From: Petr Mladek <pmladek@suse.com>
To: Andrew Morton <akpm@linux-foundation.org>,
Oleg Nesterov <oleg@redhat.com>, Tejun Heo <tj@kernel.org>,
Ingo Molnar <mingo@redhat.com>,
Peter Zijlstra <peterz@infradead.org>
Cc: Steven Rostedt <rostedt@goodmis.org>,
"Paul E. McKenney" <paulmck@linux.vnet.ibm.com>,
Josh Triplett <josh@joshtriplett.org>,
Thomas Gleixner <tglx@linutronix.de>,
Linus Torvalds <torvalds@linux-foundation.org>,
Jiri Kosina <jkosina@suse.cz>, Borislav Petkov <bp@suse.de>,
Michal Hocko <mhocko@suse.cz>,
linux-mm@kvack.org, Vlastimil Babka <vbabka@suse.cz>,
live-patching@vger.kernel.org, linux-api@vger.kernel.org,
linux-kernel@vger.kernel.org, Petr Mladek <pmladek@suse.com>
Subject: [RFC v2 10/18] ring_buffer: Do no not complete benchmark reader too early
Date: Mon, 21 Sep 2015 15:03:51 +0200 [thread overview]
Message-ID: <1442840639-6963-11-git-send-email-pmladek@suse.com> (raw)

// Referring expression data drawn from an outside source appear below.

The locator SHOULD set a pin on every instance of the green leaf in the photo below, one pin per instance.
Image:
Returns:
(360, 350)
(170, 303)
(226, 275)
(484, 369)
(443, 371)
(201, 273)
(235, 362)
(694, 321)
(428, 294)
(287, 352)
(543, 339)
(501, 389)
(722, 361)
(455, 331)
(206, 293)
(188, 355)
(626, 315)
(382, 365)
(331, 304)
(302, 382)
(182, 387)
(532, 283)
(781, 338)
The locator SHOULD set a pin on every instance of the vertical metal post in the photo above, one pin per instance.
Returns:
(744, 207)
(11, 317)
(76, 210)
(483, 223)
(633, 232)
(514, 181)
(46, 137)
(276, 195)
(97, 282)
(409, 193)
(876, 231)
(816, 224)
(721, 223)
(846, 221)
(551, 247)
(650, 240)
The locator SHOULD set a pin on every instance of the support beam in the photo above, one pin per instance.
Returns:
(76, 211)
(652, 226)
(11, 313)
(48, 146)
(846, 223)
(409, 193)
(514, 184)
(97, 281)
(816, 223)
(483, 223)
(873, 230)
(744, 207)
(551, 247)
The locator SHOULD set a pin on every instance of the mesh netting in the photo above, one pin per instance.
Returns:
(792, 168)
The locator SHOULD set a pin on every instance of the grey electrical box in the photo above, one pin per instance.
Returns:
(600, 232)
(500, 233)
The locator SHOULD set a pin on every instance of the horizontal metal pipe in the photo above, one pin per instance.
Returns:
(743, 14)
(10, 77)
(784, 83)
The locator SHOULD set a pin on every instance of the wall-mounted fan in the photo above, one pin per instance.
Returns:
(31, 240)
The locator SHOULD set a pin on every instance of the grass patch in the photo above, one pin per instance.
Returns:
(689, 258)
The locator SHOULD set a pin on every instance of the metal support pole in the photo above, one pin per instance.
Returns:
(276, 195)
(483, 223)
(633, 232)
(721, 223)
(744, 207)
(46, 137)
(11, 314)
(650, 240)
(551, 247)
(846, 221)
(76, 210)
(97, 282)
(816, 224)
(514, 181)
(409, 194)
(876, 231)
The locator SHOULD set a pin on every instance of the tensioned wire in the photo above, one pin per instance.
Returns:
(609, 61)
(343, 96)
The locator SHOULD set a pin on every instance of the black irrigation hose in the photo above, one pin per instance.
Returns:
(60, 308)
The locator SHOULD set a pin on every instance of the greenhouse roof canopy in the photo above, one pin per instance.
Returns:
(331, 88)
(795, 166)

In-Reply-To: <1442840639-6963-1-git-send-email-pmladek@suse.com>
It seems that complete(&read_done) might be called too early
in some situations.
1st scenario:
-------------
CPU0 CPU1
ring_buffer_producer_thread()
wake_up_process(consumer);
wait_for_completion(&read_start);
ring_buffer_consumer_thread()
complete(&read_start);
ring_buffer_producer()
# producing data in
# the do-while cycle
ring_buffer_consumer();
# reading data
# got error
# set kill_test = 1;
set_current_state(
TASK_INTERRUPTIBLE);
if (reader_finish) # false
schedule();
# producer still in the middle of
# do-while cycle
if (consumer && !(cnt % wakeup_interval))

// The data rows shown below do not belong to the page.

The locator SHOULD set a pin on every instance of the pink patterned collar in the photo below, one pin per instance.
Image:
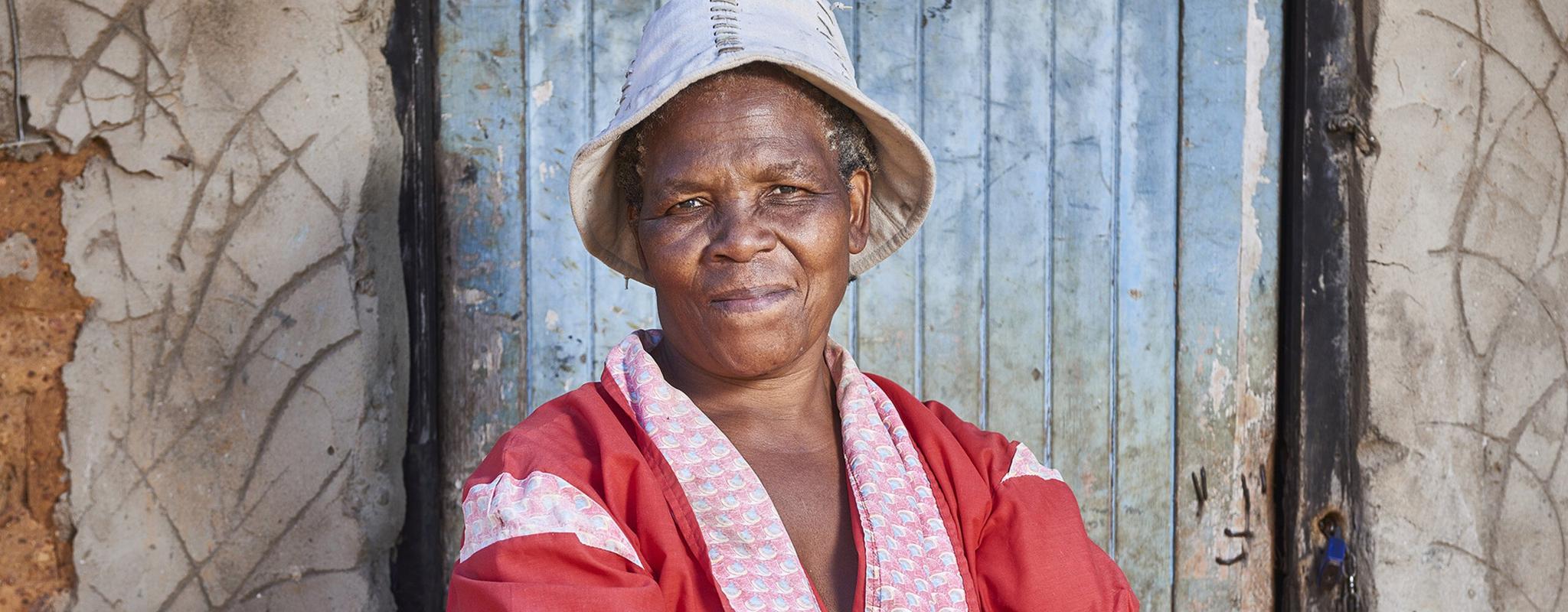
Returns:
(910, 559)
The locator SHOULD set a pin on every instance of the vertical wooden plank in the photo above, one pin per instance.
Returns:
(560, 301)
(1227, 301)
(618, 306)
(844, 318)
(888, 70)
(1020, 187)
(952, 245)
(1084, 204)
(1145, 314)
(417, 564)
(480, 83)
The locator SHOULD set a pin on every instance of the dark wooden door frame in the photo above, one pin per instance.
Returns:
(1322, 357)
(1322, 351)
(417, 562)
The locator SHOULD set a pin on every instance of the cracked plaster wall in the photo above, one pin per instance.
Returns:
(236, 398)
(1468, 306)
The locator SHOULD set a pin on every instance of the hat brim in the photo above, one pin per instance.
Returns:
(902, 185)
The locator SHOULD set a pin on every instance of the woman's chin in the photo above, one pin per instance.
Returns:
(748, 354)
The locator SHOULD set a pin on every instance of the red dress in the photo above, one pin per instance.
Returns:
(592, 504)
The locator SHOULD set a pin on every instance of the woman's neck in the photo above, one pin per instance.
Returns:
(788, 411)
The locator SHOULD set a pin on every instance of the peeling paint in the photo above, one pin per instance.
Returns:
(236, 390)
(18, 257)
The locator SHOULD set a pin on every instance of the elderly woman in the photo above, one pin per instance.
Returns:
(737, 459)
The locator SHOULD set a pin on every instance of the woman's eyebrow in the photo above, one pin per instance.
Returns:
(788, 169)
(678, 187)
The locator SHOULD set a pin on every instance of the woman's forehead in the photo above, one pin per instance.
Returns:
(766, 129)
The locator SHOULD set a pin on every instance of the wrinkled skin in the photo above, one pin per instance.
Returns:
(746, 230)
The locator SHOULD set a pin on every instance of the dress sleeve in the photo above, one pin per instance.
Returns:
(540, 543)
(1034, 552)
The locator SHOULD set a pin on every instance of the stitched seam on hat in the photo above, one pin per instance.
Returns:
(727, 27)
(833, 44)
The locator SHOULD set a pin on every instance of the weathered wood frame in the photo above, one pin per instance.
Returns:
(417, 578)
(1322, 353)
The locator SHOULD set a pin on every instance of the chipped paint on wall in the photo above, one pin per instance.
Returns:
(1463, 470)
(236, 398)
(40, 317)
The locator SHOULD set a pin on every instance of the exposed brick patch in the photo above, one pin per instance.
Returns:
(40, 317)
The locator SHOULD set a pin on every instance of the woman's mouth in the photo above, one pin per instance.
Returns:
(750, 299)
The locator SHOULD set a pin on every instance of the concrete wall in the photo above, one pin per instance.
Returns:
(234, 407)
(1468, 304)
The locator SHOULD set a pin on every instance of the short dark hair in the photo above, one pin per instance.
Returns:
(845, 132)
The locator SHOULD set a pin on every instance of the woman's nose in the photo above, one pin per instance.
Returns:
(740, 233)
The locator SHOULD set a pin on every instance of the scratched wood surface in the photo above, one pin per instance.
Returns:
(483, 371)
(1073, 288)
(1227, 301)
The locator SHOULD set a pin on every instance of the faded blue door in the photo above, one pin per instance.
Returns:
(1096, 276)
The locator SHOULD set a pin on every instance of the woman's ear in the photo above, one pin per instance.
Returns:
(860, 210)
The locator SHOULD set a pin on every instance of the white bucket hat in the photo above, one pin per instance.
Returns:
(691, 40)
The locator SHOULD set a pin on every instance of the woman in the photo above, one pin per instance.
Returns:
(737, 459)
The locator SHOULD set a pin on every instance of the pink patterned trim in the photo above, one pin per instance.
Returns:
(752, 555)
(541, 503)
(1024, 464)
(910, 561)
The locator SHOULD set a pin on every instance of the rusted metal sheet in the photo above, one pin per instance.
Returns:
(1227, 304)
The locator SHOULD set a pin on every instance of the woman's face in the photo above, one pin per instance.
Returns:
(746, 226)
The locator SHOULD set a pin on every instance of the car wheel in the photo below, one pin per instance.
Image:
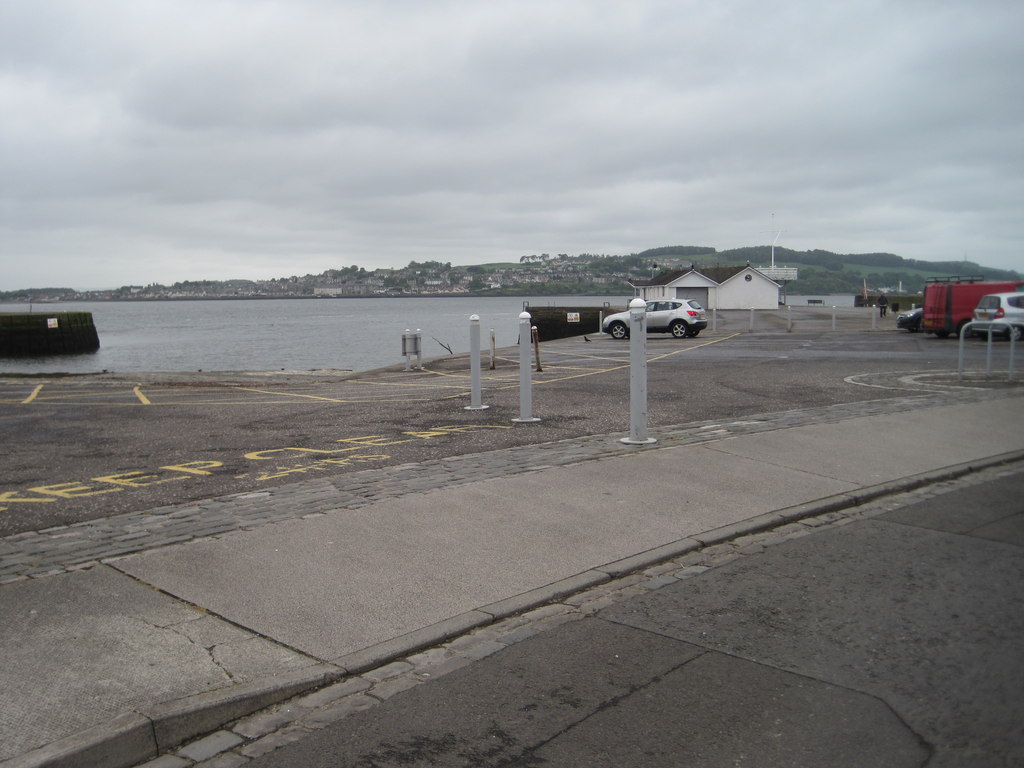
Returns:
(619, 331)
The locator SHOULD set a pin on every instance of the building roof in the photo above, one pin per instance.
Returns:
(718, 274)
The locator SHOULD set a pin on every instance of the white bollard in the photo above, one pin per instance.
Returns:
(525, 380)
(474, 365)
(638, 375)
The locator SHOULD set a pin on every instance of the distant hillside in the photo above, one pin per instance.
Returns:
(824, 271)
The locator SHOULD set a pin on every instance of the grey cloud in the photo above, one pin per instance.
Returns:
(172, 140)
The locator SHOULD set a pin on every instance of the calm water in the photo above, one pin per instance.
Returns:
(274, 334)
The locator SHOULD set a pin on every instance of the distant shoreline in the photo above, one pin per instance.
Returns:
(146, 300)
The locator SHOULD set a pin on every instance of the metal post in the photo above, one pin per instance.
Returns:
(988, 352)
(407, 348)
(1013, 343)
(525, 382)
(474, 365)
(638, 375)
(960, 356)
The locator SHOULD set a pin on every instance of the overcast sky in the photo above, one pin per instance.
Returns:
(160, 140)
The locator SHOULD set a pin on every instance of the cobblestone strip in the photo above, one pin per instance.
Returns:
(35, 554)
(290, 721)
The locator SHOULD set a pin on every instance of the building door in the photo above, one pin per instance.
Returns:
(697, 294)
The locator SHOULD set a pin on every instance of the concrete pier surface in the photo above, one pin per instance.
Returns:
(765, 588)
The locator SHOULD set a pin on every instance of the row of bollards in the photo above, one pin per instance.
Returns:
(412, 346)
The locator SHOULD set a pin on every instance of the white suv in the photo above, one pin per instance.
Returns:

wake_up_process(consumer);
# spurious wakeup
while (!reader_finish &&
!kill_test)
# leaving because
# kill_test == 1
reader_finish = 0;
complete(&read_done);
1st BANG: We might access uninitialized "read_done" if this is the
the first round.
# producer finally leaving
# the do-while cycle because kill_test == 1;
if (consumer) {
reader_finish = 1;
wake_up_process(consumer);
wait_for_completion(&read_done);
2nd BANG: This will never complete because consumer already did
the completion.
2nd scenario:
-------------
CPU0 CPU1
ring_buffer_producer_thread()
wake_up_process(consumer);
wait_for_completion(&read_start);
ring_buffer_consumer_thread()
complete(&read_start);
ring_buffer_producer()
# CPU3 removes the module <--- difference from
# and stops producer <--- the 1st scenario
if (kthread_should_stop())
kill_test = 1;
ring_buffer_consumer();
while (!reader_finish &&
!kill_test)
# kill_test == 1 => we never go
# into the top level while()
reader_finish = 0;
complete(&read_done);
# producer still in the middle of
# do-while cycle
if (consumer && !(cnt % wakeup_interval))

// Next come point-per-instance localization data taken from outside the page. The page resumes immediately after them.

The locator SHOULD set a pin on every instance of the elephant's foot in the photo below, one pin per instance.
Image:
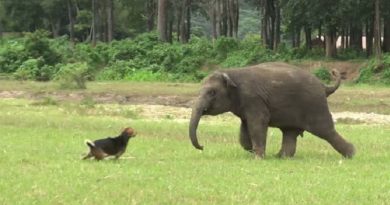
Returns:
(289, 143)
(341, 145)
(285, 154)
(259, 152)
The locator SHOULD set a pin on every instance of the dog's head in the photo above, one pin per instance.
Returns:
(129, 132)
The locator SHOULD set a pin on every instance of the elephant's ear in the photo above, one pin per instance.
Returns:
(228, 80)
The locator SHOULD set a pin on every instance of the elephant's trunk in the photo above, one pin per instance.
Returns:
(195, 117)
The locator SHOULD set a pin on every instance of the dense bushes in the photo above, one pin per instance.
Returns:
(376, 72)
(144, 58)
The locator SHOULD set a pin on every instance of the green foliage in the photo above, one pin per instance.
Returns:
(376, 72)
(34, 69)
(323, 74)
(73, 75)
(12, 56)
(37, 45)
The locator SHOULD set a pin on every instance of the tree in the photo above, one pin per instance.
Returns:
(151, 6)
(71, 20)
(386, 21)
(95, 22)
(110, 19)
(377, 31)
(162, 20)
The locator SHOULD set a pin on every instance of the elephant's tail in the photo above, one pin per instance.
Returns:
(331, 89)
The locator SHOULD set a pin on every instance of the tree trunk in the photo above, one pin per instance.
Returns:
(356, 36)
(1, 30)
(162, 20)
(330, 44)
(386, 36)
(369, 37)
(150, 13)
(377, 31)
(189, 20)
(233, 17)
(55, 28)
(277, 26)
(71, 20)
(94, 22)
(110, 20)
(264, 23)
(343, 38)
(185, 21)
(214, 21)
(307, 29)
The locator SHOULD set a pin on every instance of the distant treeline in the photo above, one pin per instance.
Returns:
(297, 23)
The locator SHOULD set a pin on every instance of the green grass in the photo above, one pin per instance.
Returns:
(41, 147)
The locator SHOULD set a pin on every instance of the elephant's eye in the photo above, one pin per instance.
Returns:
(211, 92)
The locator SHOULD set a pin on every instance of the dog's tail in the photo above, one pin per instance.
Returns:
(90, 143)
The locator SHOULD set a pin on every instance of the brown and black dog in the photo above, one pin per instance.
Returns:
(110, 146)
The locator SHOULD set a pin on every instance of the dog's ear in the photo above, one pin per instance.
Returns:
(129, 131)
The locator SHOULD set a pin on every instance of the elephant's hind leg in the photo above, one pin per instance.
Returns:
(245, 139)
(337, 141)
(289, 142)
(341, 145)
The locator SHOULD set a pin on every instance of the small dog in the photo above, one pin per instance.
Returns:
(110, 146)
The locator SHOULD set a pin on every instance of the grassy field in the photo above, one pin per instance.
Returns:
(42, 143)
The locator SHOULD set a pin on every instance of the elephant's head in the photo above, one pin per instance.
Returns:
(215, 97)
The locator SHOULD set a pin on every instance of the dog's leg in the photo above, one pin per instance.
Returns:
(119, 154)
(89, 155)
(98, 154)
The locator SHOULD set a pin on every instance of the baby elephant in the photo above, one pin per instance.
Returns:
(110, 146)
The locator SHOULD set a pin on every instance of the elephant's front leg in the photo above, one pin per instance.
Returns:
(289, 142)
(245, 139)
(257, 129)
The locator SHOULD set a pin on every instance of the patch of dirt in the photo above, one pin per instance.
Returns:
(171, 107)
(168, 100)
(360, 117)
(348, 70)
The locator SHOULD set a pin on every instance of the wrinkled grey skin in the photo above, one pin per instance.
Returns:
(270, 94)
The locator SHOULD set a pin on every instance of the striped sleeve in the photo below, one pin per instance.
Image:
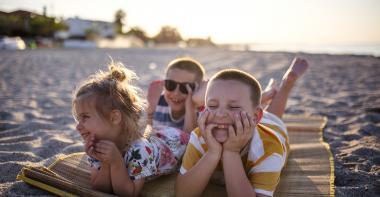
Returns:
(194, 151)
(267, 157)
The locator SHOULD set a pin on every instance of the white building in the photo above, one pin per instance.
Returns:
(79, 27)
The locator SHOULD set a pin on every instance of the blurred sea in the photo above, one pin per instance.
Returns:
(356, 49)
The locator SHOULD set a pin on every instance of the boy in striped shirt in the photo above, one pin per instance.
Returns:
(236, 141)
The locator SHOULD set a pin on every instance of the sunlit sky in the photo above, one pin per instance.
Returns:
(232, 21)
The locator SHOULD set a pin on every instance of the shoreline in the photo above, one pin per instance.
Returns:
(35, 103)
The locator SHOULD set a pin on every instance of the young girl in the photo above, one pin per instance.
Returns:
(109, 109)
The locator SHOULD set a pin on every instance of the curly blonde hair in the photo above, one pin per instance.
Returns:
(113, 90)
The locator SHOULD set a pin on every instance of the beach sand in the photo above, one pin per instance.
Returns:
(36, 124)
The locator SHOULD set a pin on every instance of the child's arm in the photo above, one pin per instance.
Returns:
(199, 95)
(154, 93)
(236, 180)
(190, 121)
(101, 179)
(121, 183)
(193, 182)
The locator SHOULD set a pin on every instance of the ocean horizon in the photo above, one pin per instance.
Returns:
(354, 49)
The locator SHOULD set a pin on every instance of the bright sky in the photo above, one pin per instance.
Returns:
(233, 21)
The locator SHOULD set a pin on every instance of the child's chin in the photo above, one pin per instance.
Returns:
(220, 135)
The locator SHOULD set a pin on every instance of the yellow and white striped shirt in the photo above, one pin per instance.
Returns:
(263, 161)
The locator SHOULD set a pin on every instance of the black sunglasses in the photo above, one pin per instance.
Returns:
(171, 85)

wake_up_process(consumer);
# spurious wakeup
while (!reader_finish &&
!kill_test)
# leaving because kill_test == 1
reader_finish = 0;
complete(&read_done);
BANG: We are in the same "bang" situations as in the 1st scenario.
Root of the problem:
--------------------
ring_buffer_consumer() must complete "read_done" only when "reader_finish"
variable is set. It must not be skipped due to other conditions.
Note that we still must keep the check for "reader_finish" in a loop
because there might be spurious wakeups as described in the
above scenarios.
Solution:
----------
The top level cycle in ring_buffer_consumer() will finish only when
"reader_finish" is set. The data will be read in "while-do" cycle
so that they are not read after an error (kill_test == 1)
or a spurious wake up.
In addition, "reader_finish" is manipulated by the producer thread.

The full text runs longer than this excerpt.